Quittons la région capitale et sa concentration touristique pour aller à Mons. Chez Ligne Claire, librairie spécialisée dans la bande dessinée et particulièrement dans l’univers de Tintin, «il reste un classique indémodable dans la communauté des fans de comics mais cette communauté est en fort déclin de manière générale. Les ventes diminuent donc au fil des années. Comme les vrais fans de Tintin possèdent généralement tous les albums, ils n’en rachètent aucun. Mais la librairie voit toujours le retour de « vieux nostalgiques » qui achètent pour eux-mêmes.
75 BD Hergé proposées aux enchères à Paris : Quick et Flupke, Jo, Zette et Joko ainsi que Tintin
« Nous en avons vendu quelques-uns. Pas beaucoup »
La succession, comme l’ont souligné nos interlocuteurs, est loin d’être assurée. Même pour le petit-fils d’un libraire. Philippe, à la tête de Gastu Press depuis 21 ans à Gastuche (Grez-Doiceau), a observé ceci : «J’ai parlé de Tintin à mon petit-fils qui a 9 ans et, Tintin, il ne sait pas. Si le reporter a toujours une place d’honneur dans le magasin, en cette période de fête, il a du mal à vendre : « OIl en a vendu quelques-uns. Pas beaucoup. Ce ne sont plus de grosses ventes contrairement à Astérix qui sort un nouvel album tous les deux ans. Le dernier Astérix, on en a vendu 170 à 180. Tintin, comme il n’y a pas de nouvel album, on en vend beaucoup moins.

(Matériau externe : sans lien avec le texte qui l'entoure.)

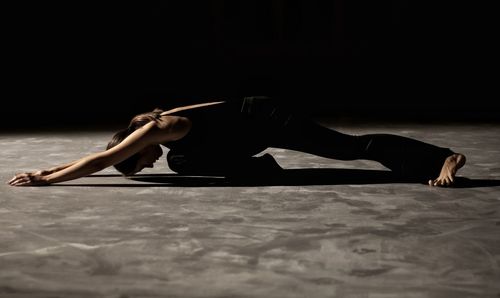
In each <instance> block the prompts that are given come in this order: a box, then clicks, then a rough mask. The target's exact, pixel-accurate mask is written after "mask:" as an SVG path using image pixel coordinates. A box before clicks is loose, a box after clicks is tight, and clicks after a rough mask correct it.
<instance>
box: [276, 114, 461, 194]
mask: <svg viewBox="0 0 500 298" xmlns="http://www.w3.org/2000/svg"><path fill="white" fill-rule="evenodd" d="M277 136H278V137H277V138H274V139H273V141H272V143H271V146H272V147H279V148H285V149H291V150H296V151H302V152H306V153H310V154H314V155H318V156H322V157H326V158H332V159H339V160H355V159H367V160H374V161H377V162H380V163H381V164H383V165H384V166H386V167H387V168H389V169H391V170H392V171H394V172H395V173H397V174H398V175H400V176H401V177H406V178H414V179H419V180H422V181H426V182H427V181H428V180H429V179H433V178H434V177H438V174H439V173H440V171H441V174H439V177H438V178H437V179H435V180H432V183H431V184H432V185H436V186H447V185H450V184H451V183H452V182H453V177H454V176H455V173H456V171H457V170H458V169H459V168H460V167H461V166H463V163H464V162H465V157H463V155H458V154H456V153H454V152H453V151H451V150H450V149H447V148H441V147H438V146H435V145H432V144H428V143H424V142H421V141H418V140H415V139H411V138H407V137H402V136H397V135H391V134H367V135H360V136H355V135H347V134H343V133H340V132H337V131H335V130H331V129H328V128H326V127H323V126H321V125H319V124H317V123H314V122H312V121H310V120H306V119H300V118H297V117H294V118H292V120H290V121H289V123H288V124H287V125H286V126H285V127H283V129H282V130H281V132H280V133H278V134H277Z"/></svg>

Une fois de plus, c’est la génération Tintin qui le sauve : «À la fin de l’année, Casterman (l’éditeur) s’est mobilisé pour la sortie d’un album recoloré. Ils remettent tous les Tinitins dans les rayons et la semaine prochaine, le 8 janvier, sort la nouvelle version recolorée du Lotus Bleu. J’ai déjà quelqu’un qui est passé le chercher ce matin même s’il n’est pas encore en magasin. La page Tintin est encore loin d’être tournée mais elle risque de se refermer après… 77 ans.